Many medical device applications require advancement of device in a reduced profile to a remote site within the body, where on reaching a target site, the device assumes or is deployed into a relatively larger profile. Applications in the cerebral vasculature are one such example of medical procedures where a catheter advances from a remote part of the body (typically a leg) through the vasculature and into the cerebral region of the vasculature to deploy a device. Accordingly, the deployed devices must be capable of achieving a larger profile while being able to fit within a small catheter or microcatheter. In addition, the degree to which a physician is limited in accessing remote regions of the cerebral vasculature is directly related to the limited ability of the device to constrain into a reduced profile for delivery.

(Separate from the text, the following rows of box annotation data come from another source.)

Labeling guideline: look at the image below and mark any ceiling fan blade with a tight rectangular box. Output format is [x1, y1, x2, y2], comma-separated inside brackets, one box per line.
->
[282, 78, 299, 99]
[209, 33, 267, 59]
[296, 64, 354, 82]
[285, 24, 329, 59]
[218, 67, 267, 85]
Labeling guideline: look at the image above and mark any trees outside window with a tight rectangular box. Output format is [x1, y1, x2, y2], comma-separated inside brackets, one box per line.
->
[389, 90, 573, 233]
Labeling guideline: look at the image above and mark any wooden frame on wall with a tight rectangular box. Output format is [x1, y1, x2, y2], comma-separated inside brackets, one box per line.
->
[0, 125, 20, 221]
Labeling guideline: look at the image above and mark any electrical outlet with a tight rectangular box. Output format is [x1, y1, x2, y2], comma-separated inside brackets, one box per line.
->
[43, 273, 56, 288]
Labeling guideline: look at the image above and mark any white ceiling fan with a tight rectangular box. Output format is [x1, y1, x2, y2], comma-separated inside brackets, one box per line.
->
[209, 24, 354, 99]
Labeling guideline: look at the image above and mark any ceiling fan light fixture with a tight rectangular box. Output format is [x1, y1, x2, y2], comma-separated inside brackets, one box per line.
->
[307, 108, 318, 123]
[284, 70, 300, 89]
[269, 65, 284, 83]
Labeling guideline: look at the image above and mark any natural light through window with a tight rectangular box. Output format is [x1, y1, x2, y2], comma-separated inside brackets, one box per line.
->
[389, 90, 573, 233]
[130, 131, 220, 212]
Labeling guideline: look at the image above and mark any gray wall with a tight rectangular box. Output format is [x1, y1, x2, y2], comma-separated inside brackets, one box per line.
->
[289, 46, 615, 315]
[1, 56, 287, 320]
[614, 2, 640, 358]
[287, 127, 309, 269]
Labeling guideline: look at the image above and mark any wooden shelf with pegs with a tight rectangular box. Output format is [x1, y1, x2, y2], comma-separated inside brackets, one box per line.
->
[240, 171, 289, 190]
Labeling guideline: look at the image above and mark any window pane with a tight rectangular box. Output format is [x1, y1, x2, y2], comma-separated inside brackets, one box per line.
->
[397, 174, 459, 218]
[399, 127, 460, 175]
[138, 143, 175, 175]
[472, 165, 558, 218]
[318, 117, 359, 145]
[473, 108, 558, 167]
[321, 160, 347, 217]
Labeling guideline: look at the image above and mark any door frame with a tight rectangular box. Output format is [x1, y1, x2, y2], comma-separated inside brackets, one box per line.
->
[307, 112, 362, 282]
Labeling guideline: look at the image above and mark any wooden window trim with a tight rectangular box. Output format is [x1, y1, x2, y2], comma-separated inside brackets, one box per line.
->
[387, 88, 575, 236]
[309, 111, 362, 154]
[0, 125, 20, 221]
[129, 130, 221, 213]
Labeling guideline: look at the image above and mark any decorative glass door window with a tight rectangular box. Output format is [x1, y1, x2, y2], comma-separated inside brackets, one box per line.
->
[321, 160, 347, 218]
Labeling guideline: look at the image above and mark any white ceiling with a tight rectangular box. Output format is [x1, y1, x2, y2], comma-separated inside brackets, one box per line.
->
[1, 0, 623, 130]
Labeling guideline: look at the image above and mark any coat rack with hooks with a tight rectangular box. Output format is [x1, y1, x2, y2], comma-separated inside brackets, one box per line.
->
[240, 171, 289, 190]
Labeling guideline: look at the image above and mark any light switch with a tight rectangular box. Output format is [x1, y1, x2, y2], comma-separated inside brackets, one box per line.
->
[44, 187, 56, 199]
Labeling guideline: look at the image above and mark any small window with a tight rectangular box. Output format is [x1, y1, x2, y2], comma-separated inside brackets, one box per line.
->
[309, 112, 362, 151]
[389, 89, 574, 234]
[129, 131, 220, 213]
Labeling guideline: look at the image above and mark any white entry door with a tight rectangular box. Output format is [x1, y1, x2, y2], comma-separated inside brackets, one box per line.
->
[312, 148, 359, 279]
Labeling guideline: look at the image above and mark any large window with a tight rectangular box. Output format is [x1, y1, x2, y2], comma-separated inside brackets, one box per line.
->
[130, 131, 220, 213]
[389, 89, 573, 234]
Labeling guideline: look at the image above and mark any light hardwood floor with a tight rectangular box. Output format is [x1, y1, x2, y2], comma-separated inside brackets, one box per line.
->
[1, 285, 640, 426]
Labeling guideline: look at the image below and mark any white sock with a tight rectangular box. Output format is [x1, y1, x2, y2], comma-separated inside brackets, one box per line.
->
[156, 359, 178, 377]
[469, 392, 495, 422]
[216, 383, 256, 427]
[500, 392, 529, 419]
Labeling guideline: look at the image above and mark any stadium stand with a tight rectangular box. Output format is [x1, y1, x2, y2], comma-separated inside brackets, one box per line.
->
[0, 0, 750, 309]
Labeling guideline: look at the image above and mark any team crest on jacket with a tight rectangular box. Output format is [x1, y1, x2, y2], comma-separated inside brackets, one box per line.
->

Treatment of ischemic stroke is one such area where a need remains to deliver a device in a reduced profile and deploy the device to ultimately remove a blockage in an artery leading to the brain. Left untreated, the blockage causes a lack of supply of oxygen and nutrients to the brain tissue. The brain relies on its arteries to supply oxygenated blood from the heart and lungs. The blood returning from the brain carries carbon dioxide and cellular waste. Blockages that interfere with this supply eventually cause the brain tissue to stop functioning. If the disruption in supply occurs for a sufficient amount of time, the continued lack of nutrients and oxygen causes irreversible cell death (infarction). Accordingly, immediate medical treatment of an ischemic stroke is critical for the recovery of a patient.
Naturally, areas outside of ischemic stroke applications can also benefit from devices that can assume a profile for ultimate delivery to remote regions of the body.
Regardless of the area where the device is to be used, when fabricating such a device the joints between adjacent shapes or sections of the device often impede the ability of the device to assume a sufficiently reduced profile or interfere with the geometry/stiffness of the device causing problems when navigating the device through the body. Also, joints lead to potential failure locations, and may lead to fractured and embolized components within the body. Such joints may include welded, glued, or otherwise separately joined pieces into one or more points of connection.
Accordingly, a need remains for devices that can assume deployed configurations and are fabricated to eliminate or reduce the number of joints and/or connection points in the device. Doing so allows the device to have a compact and smooth configuration making it easier for delivery through a microcatheter, and leads to a safer device less prone to breaking or embolizing.